Der Club 2 ist hier nachzusehen.

Nachdem ich diese Diedrichsen-Aussage gelesen hatte, sind mir wieder die vielen fruchtlosen Debatten rund um die aktuelle Krise der Musik-Produktion, der Musik-Industrie eingefallen, in denen durchwegs planlose Menschen die virtuellen Hände überm Kopf zusammenschlagen und keine Ahnung haben wie alles kommen wird, und wie man das alles auflösen kann.
Was durchaus auch damit zu tun hat, dass man sich im alten, engen, durch die eigenen Regeln geschützten Bereich verortet, und weder an einen Meta-Bereich andockt noch sich dazu durchringen kann die Musik-Produktion als Teil des gesamten ökonomischen Systems zu sehen und da ein wenig weiter zu denken.
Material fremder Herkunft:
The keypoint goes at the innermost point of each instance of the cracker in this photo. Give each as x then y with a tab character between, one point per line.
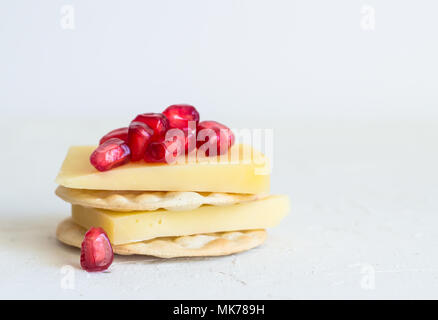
150	200
199	245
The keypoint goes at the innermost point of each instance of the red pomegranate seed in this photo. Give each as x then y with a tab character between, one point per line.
156	121
179	115
166	151
190	140
121	133
110	154
139	136
222	137
96	251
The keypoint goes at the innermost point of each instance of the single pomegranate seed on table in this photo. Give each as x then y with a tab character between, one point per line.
156	121
110	154
121	133
214	135
179	115
96	251
139	136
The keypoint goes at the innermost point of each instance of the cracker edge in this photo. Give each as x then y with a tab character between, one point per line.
72	234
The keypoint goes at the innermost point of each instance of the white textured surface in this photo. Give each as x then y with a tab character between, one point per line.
363	197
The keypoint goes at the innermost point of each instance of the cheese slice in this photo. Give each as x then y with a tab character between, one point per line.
122	227
242	170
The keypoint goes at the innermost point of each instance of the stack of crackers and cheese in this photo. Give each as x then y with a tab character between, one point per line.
191	208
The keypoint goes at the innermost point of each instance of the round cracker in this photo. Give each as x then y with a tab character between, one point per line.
150	200
199	245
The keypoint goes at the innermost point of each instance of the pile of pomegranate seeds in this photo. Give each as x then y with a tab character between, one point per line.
162	138
96	251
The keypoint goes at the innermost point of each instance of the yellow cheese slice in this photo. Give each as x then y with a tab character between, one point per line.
123	227
243	170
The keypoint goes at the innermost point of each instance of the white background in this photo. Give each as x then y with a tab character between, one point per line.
354	113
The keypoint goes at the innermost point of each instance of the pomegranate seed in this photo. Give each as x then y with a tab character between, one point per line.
96	251
139	136
110	154
190	139
121	133
179	115
156	121
221	137
165	151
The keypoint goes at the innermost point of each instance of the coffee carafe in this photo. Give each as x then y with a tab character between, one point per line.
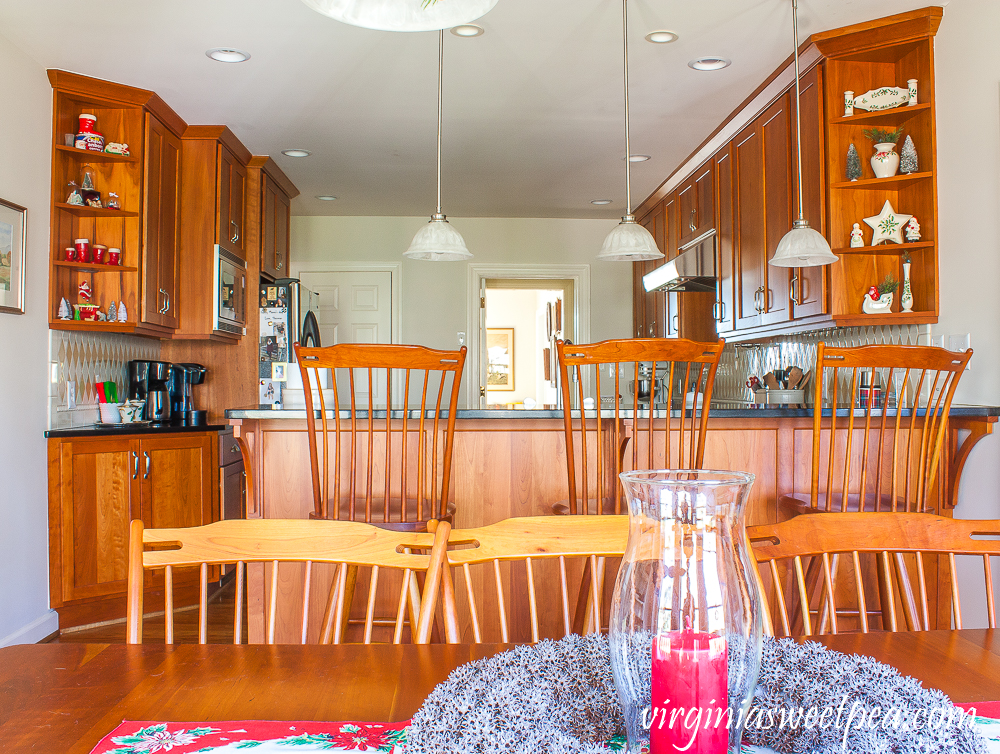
149	381
182	377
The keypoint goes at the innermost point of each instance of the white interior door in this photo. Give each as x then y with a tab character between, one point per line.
354	307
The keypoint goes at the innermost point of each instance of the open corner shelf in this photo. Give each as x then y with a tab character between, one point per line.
85	155
92	267
882	117
84	211
884	184
888	249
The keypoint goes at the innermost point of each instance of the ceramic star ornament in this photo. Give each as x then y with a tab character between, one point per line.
887	225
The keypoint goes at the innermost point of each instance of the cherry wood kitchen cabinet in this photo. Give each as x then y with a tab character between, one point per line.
276	194
756	188
213	202
161	209
97	485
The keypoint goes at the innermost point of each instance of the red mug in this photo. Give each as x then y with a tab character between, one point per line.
82	249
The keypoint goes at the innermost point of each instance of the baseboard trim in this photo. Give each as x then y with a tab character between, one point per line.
40	628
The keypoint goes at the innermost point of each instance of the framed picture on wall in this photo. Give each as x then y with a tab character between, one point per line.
11	257
500	358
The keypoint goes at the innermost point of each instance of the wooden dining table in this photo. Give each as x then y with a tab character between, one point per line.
67	697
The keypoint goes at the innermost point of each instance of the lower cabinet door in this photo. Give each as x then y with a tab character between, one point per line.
95	498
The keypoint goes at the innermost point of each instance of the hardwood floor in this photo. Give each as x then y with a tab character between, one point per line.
220	624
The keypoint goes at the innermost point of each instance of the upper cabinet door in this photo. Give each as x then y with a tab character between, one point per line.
776	134
276	210
231	203
161	205
809	283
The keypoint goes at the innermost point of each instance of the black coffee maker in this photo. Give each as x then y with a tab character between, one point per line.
148	381
182	377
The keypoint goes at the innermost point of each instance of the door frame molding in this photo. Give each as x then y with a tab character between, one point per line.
396	284
578	273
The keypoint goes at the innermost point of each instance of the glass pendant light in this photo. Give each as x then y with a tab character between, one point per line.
403	15
802	246
438	241
629	242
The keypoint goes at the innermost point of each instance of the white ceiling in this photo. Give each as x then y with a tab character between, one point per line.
532	109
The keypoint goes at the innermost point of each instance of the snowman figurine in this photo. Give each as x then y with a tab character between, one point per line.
857	237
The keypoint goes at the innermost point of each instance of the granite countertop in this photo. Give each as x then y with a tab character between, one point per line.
110	430
723	411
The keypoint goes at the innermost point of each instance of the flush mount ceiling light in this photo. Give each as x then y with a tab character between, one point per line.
629	242
227	55
403	15
661	37
802	246
468	30
710	63
438	241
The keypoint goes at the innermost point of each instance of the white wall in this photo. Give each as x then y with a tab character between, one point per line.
434	296
24	179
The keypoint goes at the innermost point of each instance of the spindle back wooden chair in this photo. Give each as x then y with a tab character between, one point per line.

Keine Angst, das ist durchaus auch eine Selbstkritik. Vor allem angesichts einer Streichelweich-Performance im Club 2, heute ab 23 Uhr nachzusehen, die sich mit zu engen Analysen begnügt, wo es doch gerade jetzt, am Ende einer Ära, wichtig wäre hier ceterumcenseomäßig zu nerven. Aber womöglich ist das zu viel verlangt. Weil es nämlich Beschäfigung mit Musik vorraussetzt, die hierzulande nicht (mehr) existiert - Musik wird (und da ist man entschieden modernistischer) nur noch als wertloses Anhängsel empfunden, keineswegs mehr als wesentliche Kultur-Äußerung; dementsprechend dezent ist die Rezeptions-Kultur.
Mein Fehler ist es vielleicht dem allzu pragmatisch Rechnung zu tragen.